When we say “technology,” just what is it that we mean? When I say “technology,” I am really thinking “tech-KNOWLEDGE-y,” because it is the “knowledge” of our people that leads our machines to production success.

At HORN USA, Inc.’s recent “Technology Days” held at its factories in Tubingen, Germany, the focus was clearly on the advanced technology of their tooling solutions. They make their own toolholders. They formulate and produce their own carbide. They design and grind the geometry needed. They apply their own coatings. Their production technology is impressive at every turn. But to my eye, there was more to the story than the technology.

But what impressed me the most was the implicit, built-in assumptions at HORN USA that it was the people leading the machine tools, rather than the machine tools leading the people. As impressive as the machines, tools and processes were, all have one thing in common that they rely on: the people.

Like a magician directs our eyes, the HORN Technology Days programs and materials directed us to look at the technology deployed and produced in its factories and examine the sophisticated tooling solutions it produces for our shops so we can make the high value, critical application products that make our modern lives possible.

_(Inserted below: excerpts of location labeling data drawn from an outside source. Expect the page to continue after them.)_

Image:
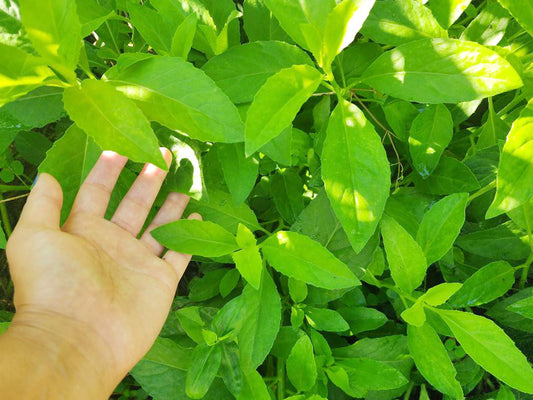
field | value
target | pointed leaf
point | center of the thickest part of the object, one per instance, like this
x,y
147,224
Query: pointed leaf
x,y
113,121
441,71
54,29
173,92
277,102
435,365
356,173
204,367
201,238
261,323
515,172
441,226
485,285
302,258
20,73
242,70
430,134
301,368
406,259
491,348
395,22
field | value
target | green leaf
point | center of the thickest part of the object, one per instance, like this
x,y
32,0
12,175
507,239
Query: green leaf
x,y
430,134
400,115
242,70
432,360
113,121
3,240
301,368
523,307
254,387
366,374
406,259
491,348
240,173
485,285
450,176
515,172
260,24
297,290
287,191
201,238
261,323
522,12
248,260
220,208
342,25
277,102
439,294
183,37
230,368
356,173
69,161
505,394
55,31
441,71
304,20
162,373
414,315
153,27
92,15
35,109
172,92
302,258
447,11
205,363
229,282
489,26
496,243
394,22
19,73
362,319
323,319
493,130
441,226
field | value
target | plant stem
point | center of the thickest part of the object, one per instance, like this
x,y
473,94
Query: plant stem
x,y
5,218
13,188
482,191
527,264
518,98
407,394
280,373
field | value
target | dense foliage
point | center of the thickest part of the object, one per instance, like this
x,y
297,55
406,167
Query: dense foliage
x,y
364,169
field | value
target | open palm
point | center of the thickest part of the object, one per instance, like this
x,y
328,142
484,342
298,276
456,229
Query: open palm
x,y
94,274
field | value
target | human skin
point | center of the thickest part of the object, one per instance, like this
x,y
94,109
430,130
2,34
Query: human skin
x,y
90,297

Underneath the attention given to the technology, the wise observer sees it is the people and the culture that are leading the technology, not the other way around.

Technology or people. Which is in the lead in your shop and your culture?

It seemed pretty clear to me that with the latest technology being readily available for sale around the world, technology is not as strong a differentiator as we might hope. What is a differentiator that cannot be duplicated is the unique value that we have in our people, their “tech-KNOWLEDGE-y,” to lead our machines. Our people are leading our machines. They are not subordinate servants of our machines.

So, technology or people? The explicit response might be technology, but the implicit assumption must be the people, because the machines cannot lead themselves.